M. l'Abbé D. Thiry cite le droit canon, selon lequel il est obligatoire que l'un au moins des parrain ou marraine soit catholique. Ceci s'explique par le fait que, en cas de déficience parentale, il faut que les parrain et marraine prennent en charge l'éducation de la foi de l'enfant. Dans le cas cité, la personne musulmane sera considérée par l'Eglise comme témoin de l'acte qui aura été posé, et signera le registre sous la mention « Témoins ». Tout en pouvant être considérée comme la marraine de l'enfant, elle ne le sera pas du point de vue canonique. Il rajoute qu'il est très important d'expliquer cela aux parents.
Mme Moureaux est d'avis qu'il serait bon que cette information soit connue aussi par les personnes entourant les parents ainsi que par les paroissiens, pour éviter que des confusions naissent dans les esprits.
♦ Une question est posée concernant la méthode appliquée à l'enseignement religieux en école lorsque les intervenants ont en charge des classes doubles.
Mme Jupin répond que la règle en vigueur est d'intervenir en cours doubles. En conséquence, elle demande aux I.E.R. de ne pas suivre simultanément les parcours adaptés à chacune desdites classes, mais de choisir, pour toute l'année scolaire, celui des 2 parcours qui semble correspondre le mieux au niveau des 2 classes réunies. Il est possible aussi que, au choix de l'I.E.R., le parcours de la 1ère année soit repris l'année suivante parce qu'il n'a pas été terminé.
Elle ajoute que, en ce qui concerne les parcours pédagogiques du CM1 et du CM2, ils sont très différents, et qu'il est très difficile de faire suivre le parcours de CM2 au CM1.
♦ M. Léonard demande à M. l'Abbé D. Thiry si toutes les responsabilités pastorales sont désormais pourvues au sein de l'EAC.
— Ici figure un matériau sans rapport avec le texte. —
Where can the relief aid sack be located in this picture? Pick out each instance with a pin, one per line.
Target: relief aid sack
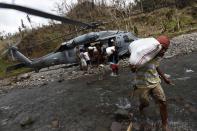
(143, 50)
(109, 50)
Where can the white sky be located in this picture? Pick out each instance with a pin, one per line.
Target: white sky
(10, 20)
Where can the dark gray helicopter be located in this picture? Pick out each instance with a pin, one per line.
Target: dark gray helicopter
(66, 53)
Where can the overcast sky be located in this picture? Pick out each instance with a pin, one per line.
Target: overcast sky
(10, 20)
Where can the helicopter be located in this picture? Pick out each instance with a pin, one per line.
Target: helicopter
(66, 53)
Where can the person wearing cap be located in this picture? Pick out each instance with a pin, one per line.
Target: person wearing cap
(147, 82)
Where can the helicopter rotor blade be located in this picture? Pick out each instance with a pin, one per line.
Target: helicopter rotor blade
(44, 14)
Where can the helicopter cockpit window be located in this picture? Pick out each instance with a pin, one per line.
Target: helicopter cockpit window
(127, 39)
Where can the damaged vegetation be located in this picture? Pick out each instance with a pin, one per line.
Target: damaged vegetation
(143, 17)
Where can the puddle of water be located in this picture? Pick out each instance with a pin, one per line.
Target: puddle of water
(189, 71)
(123, 103)
(5, 107)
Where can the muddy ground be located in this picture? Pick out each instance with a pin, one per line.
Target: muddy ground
(89, 104)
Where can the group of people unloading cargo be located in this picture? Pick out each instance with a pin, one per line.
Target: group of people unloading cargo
(145, 55)
(94, 54)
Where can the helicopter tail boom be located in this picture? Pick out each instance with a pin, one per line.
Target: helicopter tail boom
(19, 56)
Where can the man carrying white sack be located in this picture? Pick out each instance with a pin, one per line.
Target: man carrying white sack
(147, 76)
M. l'Abbé D. Thiry répond par l'affirmative, et précise que chaque tranche d'âge avec ses objectifs spécifiques, et chaque secteur pastoral, disposent maintenant d'un référent, qu'il récapitule :
Liturgie Mme Jacqueline HOUPERT
Enfance Mme Christiane JUPIN
Jeunes Mme Mireille AZAIS
Pastorale du monde des adultes Mme Martine MOUREAUX
Service de la charité M. Lucien LEONARD
et Mme Marie-Jo BATTISTELLA
Fêtes Mme Nadia CHABLIN
Funérailles et Personnes âgées Mme Nicole VIGNERON
Conseillers Mme Marie-Rose HARCHAMBOIS
M. Sylvain PAQUET
M. l'Abbé D. Thiry souhaite que le calendrier des points centraux qu'envisage de vivre la communauté durant l'année 2008/2009 puisse être, sinon établi, du moins ébauché lors de la prochaine réunion. Il se chargera personnellement du calendrier des messes.
La date de la prochaine réunion est fixée au lundi 21 avril à 20 h à la Salle Ste Marie à Veymerange.